WESTWEEK 2019 was not about extinguishing the conversation about the gratification and exactness that has come from technology advances in the design industry; it was about distinguishing what design is now and where it came from. Hand-crafted work, sans the computer, is the backbone of the design industry. Unique irregularities come with anything handmade. During the conversations at WESTWEEK 2019: Artists + Artisans, designers and artists acknowledge imperfection at the industry’s base and uproot what makes imperfect design perfect.

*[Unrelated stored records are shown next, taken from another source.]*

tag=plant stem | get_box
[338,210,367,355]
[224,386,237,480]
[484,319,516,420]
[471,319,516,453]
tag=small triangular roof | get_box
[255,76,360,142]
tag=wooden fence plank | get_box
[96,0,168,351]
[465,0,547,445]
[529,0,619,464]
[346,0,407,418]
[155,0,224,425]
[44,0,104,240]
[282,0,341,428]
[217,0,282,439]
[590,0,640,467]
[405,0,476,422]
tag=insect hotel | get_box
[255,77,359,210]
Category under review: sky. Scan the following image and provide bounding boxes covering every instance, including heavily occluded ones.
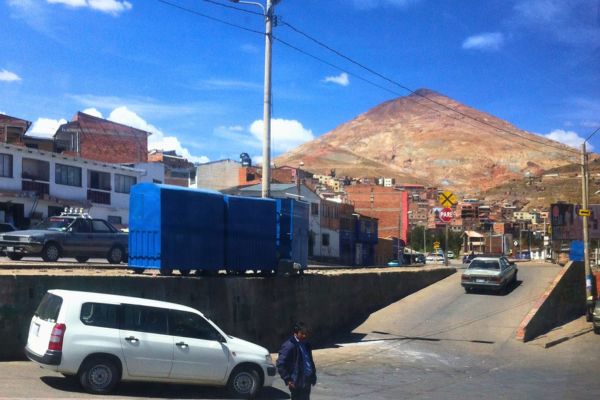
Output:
[0,0,600,163]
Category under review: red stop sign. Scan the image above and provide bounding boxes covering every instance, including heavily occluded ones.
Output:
[440,208,454,222]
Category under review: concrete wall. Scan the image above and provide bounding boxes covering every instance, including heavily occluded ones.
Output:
[0,268,456,360]
[517,261,585,342]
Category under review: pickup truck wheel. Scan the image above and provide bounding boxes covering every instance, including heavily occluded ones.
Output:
[227,367,260,399]
[42,243,60,262]
[79,357,120,394]
[6,253,23,261]
[106,246,123,264]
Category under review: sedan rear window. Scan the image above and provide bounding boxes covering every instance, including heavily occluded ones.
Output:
[33,293,62,322]
[469,259,500,270]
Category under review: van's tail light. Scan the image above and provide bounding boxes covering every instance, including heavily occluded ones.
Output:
[48,324,67,351]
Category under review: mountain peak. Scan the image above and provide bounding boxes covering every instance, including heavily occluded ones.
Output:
[276,88,573,193]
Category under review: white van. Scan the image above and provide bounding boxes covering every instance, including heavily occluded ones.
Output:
[25,290,276,397]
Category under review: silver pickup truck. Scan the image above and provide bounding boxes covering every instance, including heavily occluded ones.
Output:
[0,214,128,264]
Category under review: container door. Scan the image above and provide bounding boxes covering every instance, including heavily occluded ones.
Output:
[119,304,173,378]
[169,310,229,383]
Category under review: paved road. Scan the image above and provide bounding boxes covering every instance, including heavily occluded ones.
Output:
[0,263,600,400]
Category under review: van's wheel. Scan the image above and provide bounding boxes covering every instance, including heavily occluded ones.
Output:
[227,367,261,399]
[42,243,60,262]
[6,253,23,261]
[79,358,121,394]
[106,246,124,264]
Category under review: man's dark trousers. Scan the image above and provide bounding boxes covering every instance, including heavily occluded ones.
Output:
[290,386,310,400]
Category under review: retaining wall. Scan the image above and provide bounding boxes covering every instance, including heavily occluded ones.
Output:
[517,261,586,342]
[0,268,456,360]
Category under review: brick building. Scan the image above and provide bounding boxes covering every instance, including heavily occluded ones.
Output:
[148,150,196,187]
[0,114,31,145]
[346,185,408,242]
[54,112,150,163]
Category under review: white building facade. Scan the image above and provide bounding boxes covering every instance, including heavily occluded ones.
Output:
[0,144,164,228]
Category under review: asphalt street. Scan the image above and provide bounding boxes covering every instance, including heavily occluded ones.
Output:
[0,262,600,399]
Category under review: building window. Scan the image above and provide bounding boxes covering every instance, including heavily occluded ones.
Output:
[88,171,110,191]
[54,164,81,187]
[21,158,50,182]
[115,174,137,193]
[106,215,121,225]
[310,203,319,215]
[0,154,12,178]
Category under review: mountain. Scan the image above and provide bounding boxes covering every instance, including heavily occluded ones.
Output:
[275,89,577,194]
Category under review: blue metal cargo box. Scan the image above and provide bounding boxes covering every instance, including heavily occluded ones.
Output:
[225,196,277,272]
[129,183,225,271]
[277,199,309,268]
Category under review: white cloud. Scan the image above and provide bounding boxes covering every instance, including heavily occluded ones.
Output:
[46,0,133,16]
[27,118,67,138]
[543,129,594,151]
[108,106,210,163]
[82,108,104,118]
[323,72,350,86]
[250,118,315,152]
[0,69,21,82]
[462,32,504,50]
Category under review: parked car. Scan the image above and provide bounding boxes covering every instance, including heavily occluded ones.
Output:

(Above) Patrick Frey during his Keynote discussion with David Netto
A designer and artist’s work is an extension of them. Patrick Frey talked about how this extension translates differently between generations in his Keynote ‘Legacy and Looking Ahead: Patrick Frey and the Making of a Modern Fabric House’ with David Netto. “[My father, Pierre Frey] wanted to be different. I was his only son. [He said to me], ‘You’ll be different. Different in colors, different in texture, different in design,’” Frey recalls his father saying so. Check out the video below displaying Pierre Frey‘s ‘Le Manach’ Collection and printing process, paired with narration from Netto and Frey’s Keynote discussion as they played the video for the crowd. You’ll feel like you’re there with them!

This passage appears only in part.